JACK LONDON
American author (1876-1916)
Biography:
John Griffith, alias Jack London, was born in San Francisco the 12th January 1876. He was the illegitimate son of farmers and alternated his being sailor and cow-boy. Jack London narrates his own life in Martin Eden (1909), where the hero commits suicide after a crusade across the South Seas, prophetising the novelist's tragic ending. The Call of the Wild (1903) and White Fang (1907) --where adventure, animals and exploited working classes are main characters-- were really successful, yet on a misunderstanding basis. Jack London joint the Muckraker movement, signing letters for the revollution, but anyway he had Nietzche as master. Revolted by the social extreme poverty of his time, "the best paid writer in the world" did not hesitate and went to live in the slums of London in order to write The People of the Abyss (1903), based on London's observations of the slums of London and illustrated with photographs taken by himself and others. But his heroes stay alone and unsociable, since they keep an idealistic and romantic image of the New World. Jack London died in 1916, in California.

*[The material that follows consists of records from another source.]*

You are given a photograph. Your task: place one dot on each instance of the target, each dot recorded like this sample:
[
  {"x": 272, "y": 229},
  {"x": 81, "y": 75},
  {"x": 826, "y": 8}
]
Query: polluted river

Jack London, author of illustrated works:
L'Appel de la forêt (The call of the wild), illustrated by Maurice de Becque, Crès, 1931
Les enfants du froid (Children of frost), illustrated by Yves Beaujard, Hachette, 1978.
L'appel de la forêt, illustrated by Tudor Banus, Gallimard, 1997.
Le Génie et la fée, illustrated by Lemoine, Calligram, 1992.
Croc-Blanc (White Fang), illustrated by Miles Hyman, Hachette, 1996.